Medias. Las hizo bollitos redondos y guardó por lo menos tres pares. Ya tenía casi todo. Repasó en su mente. Antes de cerrar, agarró los tres libros de la pila chica y los puso sobre la ropa, apretándolos un poco, haciendo fuerza hacia el fondo de la valija. Eran tres, y hubieran sido nueve, o veinte, si ella hubiera sido más fuerte. Pero todo en ella era así, hermoso, largo, flaco, frágil. 
Cerró, por fin. No le costó demasiado. Había puesto tan pocas cosas que le parecía increíble no necesitar nada más. Se acordó de sus burlas, cuando por un viaje de fin de semana había logrado llenar un bolso enorme, gigante, y otro para los zapatos. Sus burlas. Las de él. 
No, no quiero pensar en él. 
Pero cómo no pensar. Cómo no dedicar unos minutos a recordarlo a él, sus formas, sus risas, sus burlas. Su pelo grueso. Su sonrisa, esa sonrisa por la que ella hubiera dado la vida, esa sonrisa de la que Alicia la habría escuchado hablar incontables veces. Sus dedos redondos, sus uñas cortas, sus libros. Sus silencios largos, flacos, frágiles.
Mientras caminaba bien derecha iba a contramando del mundo. Personajes de todas las historias. Salen de todas las puertas, portones, edificios. Todos parecen más hermosos o más terribles. Todos la miran a los ojos. Todos le hacen preguntas mudas. ¿A dónde van todos? ¿Qué tienen que hacer un día como hoy, un Domingo por la mañana, más que escapar? ¿Qué otro propósito los obligaría a salir de sus camas, de los brazos de sus amantes, de los desayunos continentales, americanos, de las pantallas de colores, de los aires acondicionados que chorrean falsas lluvias, de los mundos que se armaron? Van a la Iglesia, piensa, para encontrar alguna respuesta satisfactoria, alguna que pueda entender por serle ajena. Alguna que le tranquilice no entender.
Todo tiene gusto a última vez. Todo tiene gusto a él, y a las pupilas de Mario, y a las chocolatadas de Alicia. Las lágrimas le empujan los ojos desde adentro, pero el humo de un cigarrillo la ayuda a callar. No le importa que la caja le advierta las consecuencias de ese placer tan pequeño. Su vida es más cancer que el cancer, sus pies ya están desmoronados, su cuerpo es de papel largo, flaco, frágil.
Él es de papel, y lo escribe a cada paso.
Ahora no le queda más que caminar. Por las mismas calles. Por los mismos ecos. Por el mismo camino de secretos que va desde sus labios claros hasta los senos de Alicia, hasta su esternón, hasta los ojos de Mario,  hasta sus silencios, los de él. Y camina.
Y camina.

Friday, February 15, 2013

Veo.

Jugar.

No es ella ni es él. No son sus labios sobre su piel, ni los cruces de sus piernas, ni las caricias, ni los abrazos que jamás conoceré. No son sus sombras hechas una, ni los olores que despiden, ni su explosión perfecta y practicada, ni el esplendor de una pasión quizá apenas apaciguada. No son sus cansancios, acompañados, entrelazados. No son sus cabezas en aquella misma almohada. Ni los roces de sus pieses, ni sus intentos de silencio, ni su jurado amor eterno. No son sus palabras dulces, ni sus respuestas. No son sus risas conjuntas, no son sus tristezas compartidas, no son los consuelos de sus manos. Ni sus miradas cómplices, ni sus conocerse tanto. Ni sus mutuas elecciones, ni sus mentiras, ni sus pecados. No son sus entendimientos. No son sus rincones pactados.
No es lo que me es ajeno, no es lo que me privaron.

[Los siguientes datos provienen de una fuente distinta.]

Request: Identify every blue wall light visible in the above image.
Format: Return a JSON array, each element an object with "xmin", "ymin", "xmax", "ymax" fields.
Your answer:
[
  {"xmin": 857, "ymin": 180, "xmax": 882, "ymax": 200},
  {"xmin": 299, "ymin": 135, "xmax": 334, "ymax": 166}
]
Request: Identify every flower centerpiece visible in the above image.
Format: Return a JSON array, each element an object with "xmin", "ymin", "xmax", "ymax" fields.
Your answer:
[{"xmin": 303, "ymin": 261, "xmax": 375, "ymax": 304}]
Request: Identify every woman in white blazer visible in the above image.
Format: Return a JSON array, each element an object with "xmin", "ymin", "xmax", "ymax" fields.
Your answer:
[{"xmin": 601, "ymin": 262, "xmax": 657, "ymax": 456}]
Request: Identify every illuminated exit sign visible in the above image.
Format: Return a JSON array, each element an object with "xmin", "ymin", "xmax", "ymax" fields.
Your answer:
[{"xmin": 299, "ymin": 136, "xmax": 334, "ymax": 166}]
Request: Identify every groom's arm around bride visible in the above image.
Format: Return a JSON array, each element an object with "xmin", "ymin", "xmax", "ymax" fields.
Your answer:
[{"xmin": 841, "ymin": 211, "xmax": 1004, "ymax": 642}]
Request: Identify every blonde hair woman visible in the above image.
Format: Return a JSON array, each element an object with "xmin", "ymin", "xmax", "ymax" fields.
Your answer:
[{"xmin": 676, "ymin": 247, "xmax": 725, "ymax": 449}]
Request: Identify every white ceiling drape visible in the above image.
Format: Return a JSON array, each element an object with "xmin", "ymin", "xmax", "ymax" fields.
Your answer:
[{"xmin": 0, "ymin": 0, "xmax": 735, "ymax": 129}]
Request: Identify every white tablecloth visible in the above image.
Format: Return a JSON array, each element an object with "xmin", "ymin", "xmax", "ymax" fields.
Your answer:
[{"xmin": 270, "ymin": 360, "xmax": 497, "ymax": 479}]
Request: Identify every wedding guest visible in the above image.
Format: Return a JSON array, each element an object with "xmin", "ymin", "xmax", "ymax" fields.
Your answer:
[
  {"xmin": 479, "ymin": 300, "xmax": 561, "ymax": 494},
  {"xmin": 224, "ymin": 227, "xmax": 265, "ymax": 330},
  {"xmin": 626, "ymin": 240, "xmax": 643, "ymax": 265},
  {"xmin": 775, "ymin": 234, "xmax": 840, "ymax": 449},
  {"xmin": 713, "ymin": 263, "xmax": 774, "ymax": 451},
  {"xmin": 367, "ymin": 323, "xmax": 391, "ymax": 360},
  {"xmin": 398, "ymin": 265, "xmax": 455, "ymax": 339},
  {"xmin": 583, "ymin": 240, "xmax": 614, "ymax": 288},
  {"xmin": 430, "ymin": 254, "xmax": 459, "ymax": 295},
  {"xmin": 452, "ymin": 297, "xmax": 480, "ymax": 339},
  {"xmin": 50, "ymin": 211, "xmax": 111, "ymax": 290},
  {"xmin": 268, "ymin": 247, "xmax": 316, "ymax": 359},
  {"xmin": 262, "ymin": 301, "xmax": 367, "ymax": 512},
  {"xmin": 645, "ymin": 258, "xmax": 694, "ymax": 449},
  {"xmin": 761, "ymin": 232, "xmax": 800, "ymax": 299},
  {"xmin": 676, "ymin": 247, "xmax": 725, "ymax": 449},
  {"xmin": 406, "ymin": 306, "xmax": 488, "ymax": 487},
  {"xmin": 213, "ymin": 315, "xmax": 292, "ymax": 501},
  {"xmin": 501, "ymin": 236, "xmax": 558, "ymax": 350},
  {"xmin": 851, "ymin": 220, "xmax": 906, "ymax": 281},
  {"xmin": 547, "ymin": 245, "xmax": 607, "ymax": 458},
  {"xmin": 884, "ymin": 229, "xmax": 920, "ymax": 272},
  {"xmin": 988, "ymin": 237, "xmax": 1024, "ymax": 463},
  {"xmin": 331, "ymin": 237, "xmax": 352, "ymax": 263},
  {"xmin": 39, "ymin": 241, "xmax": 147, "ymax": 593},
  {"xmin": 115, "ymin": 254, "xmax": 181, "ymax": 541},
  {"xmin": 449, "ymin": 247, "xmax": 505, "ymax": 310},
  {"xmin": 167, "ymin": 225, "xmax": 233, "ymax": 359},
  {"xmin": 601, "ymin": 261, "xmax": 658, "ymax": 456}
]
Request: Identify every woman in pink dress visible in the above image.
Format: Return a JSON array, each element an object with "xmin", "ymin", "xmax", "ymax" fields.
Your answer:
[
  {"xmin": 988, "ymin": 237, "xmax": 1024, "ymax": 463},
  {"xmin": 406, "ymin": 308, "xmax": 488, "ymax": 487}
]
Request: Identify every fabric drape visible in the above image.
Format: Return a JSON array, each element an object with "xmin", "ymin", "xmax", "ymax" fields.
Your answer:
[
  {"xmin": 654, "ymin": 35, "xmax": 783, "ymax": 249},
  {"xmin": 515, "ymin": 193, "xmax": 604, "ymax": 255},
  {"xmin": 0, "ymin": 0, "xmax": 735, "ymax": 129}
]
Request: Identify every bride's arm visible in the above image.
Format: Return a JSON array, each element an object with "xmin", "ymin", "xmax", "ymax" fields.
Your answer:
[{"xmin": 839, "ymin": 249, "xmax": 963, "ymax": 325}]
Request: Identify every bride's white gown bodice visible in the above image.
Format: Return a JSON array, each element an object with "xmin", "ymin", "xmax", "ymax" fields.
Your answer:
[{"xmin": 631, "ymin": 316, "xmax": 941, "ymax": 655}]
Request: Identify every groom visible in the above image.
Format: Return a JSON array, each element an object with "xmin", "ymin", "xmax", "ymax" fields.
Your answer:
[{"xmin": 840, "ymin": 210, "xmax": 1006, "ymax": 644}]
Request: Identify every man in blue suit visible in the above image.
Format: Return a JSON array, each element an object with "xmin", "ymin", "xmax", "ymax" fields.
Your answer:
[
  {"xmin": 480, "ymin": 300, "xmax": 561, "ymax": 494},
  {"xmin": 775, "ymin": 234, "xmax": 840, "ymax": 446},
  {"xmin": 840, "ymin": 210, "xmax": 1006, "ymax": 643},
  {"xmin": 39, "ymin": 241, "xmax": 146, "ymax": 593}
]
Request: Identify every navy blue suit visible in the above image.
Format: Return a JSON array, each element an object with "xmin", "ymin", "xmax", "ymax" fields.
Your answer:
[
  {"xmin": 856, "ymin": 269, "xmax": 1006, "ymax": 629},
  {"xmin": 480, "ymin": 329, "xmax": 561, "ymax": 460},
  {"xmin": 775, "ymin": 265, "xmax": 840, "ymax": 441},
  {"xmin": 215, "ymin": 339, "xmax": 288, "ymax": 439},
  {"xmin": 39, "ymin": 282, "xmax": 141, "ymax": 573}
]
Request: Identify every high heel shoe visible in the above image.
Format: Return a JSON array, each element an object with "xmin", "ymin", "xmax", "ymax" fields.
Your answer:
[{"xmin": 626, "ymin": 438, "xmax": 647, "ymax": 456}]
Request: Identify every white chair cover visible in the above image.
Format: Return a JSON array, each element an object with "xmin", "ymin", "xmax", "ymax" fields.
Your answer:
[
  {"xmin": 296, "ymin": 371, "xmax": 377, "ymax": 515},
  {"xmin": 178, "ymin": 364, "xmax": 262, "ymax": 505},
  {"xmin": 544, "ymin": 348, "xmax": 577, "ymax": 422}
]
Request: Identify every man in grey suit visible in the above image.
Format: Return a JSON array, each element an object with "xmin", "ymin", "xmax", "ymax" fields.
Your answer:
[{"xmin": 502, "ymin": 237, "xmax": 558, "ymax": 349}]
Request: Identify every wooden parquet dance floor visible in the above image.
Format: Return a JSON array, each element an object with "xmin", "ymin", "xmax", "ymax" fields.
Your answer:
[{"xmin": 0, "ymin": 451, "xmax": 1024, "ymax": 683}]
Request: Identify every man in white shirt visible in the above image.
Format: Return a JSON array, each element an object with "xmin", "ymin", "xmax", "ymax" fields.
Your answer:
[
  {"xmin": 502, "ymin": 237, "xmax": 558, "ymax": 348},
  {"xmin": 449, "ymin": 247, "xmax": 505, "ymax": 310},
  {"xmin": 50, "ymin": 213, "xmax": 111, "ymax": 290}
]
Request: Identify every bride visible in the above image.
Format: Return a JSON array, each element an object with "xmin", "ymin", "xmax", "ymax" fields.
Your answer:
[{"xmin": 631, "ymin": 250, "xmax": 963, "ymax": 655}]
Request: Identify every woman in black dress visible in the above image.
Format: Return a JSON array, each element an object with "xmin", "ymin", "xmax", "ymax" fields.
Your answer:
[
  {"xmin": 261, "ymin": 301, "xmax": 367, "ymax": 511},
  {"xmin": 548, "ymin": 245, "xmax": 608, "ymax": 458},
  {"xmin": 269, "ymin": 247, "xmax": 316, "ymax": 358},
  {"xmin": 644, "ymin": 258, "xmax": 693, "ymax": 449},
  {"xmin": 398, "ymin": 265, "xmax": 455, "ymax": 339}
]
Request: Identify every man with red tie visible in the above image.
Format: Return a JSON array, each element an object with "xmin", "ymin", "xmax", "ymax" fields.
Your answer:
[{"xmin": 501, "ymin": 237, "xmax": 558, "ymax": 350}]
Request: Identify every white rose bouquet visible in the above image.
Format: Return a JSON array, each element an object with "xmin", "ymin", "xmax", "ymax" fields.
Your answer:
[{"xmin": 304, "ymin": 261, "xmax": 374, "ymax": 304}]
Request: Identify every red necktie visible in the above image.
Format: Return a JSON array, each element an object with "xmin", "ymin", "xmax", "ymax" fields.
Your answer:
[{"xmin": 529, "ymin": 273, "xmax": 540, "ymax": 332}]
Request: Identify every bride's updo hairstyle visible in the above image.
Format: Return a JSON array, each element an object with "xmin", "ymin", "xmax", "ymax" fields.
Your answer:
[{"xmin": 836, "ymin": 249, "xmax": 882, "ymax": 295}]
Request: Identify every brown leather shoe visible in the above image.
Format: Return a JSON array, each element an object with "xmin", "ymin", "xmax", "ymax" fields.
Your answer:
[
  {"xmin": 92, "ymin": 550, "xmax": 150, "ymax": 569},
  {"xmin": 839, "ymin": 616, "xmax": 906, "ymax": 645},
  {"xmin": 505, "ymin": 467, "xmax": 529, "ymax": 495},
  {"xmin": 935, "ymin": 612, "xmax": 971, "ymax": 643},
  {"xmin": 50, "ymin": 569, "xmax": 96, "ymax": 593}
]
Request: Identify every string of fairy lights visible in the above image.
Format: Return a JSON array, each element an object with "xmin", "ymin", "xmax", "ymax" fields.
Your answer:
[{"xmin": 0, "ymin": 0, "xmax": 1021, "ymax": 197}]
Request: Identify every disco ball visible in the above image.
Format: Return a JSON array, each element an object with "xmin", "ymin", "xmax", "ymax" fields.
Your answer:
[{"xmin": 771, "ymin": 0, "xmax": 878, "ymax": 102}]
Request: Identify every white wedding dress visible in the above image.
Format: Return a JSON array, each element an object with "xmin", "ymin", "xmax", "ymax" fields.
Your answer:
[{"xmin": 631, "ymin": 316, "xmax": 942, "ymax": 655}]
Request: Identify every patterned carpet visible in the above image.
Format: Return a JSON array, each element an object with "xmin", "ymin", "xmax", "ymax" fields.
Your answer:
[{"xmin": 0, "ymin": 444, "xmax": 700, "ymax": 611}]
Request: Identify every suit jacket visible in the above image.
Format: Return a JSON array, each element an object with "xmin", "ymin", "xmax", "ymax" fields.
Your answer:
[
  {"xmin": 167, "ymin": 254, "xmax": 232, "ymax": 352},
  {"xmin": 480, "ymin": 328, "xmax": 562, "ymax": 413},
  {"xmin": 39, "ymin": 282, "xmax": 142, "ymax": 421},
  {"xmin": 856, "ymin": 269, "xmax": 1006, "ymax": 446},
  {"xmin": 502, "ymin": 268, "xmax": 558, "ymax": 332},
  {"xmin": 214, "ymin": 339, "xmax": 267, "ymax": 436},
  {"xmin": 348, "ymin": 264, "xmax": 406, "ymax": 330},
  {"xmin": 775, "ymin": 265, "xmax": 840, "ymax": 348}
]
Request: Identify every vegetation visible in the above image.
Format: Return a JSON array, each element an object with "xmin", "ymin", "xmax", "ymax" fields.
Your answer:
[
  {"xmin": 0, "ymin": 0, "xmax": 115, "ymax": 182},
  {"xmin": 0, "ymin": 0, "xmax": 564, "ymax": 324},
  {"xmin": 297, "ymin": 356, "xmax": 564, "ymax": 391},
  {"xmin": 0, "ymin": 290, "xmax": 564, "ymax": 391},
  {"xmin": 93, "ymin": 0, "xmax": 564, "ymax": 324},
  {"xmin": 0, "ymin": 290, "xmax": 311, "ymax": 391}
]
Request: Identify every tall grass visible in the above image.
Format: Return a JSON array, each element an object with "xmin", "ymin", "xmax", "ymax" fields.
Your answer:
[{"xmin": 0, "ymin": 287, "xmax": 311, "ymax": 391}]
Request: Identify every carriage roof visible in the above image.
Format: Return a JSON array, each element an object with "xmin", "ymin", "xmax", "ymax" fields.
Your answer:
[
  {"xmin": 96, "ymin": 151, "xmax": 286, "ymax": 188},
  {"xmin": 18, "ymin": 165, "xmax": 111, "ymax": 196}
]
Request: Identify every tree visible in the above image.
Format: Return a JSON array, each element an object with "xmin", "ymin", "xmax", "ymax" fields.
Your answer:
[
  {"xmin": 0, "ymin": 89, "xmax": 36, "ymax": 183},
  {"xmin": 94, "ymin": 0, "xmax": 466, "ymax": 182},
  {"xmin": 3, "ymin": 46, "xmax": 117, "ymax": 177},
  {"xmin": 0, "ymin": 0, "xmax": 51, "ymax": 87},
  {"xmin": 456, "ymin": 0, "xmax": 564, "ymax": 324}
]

Es mi juego, que está roto. Que es una caja vacía. Perdí los dados, las fichas. Los relojes de arena. Las tarjetas, los peones, los jugadores de colores. 
Pero ante todo perdí las reglas.
Y es por eso que no entiendo que aún así, alguien con tantos juegos tan completos, tan entretenidos, correctos, quiera seguir jugando conmigo.
Usándome de tablero.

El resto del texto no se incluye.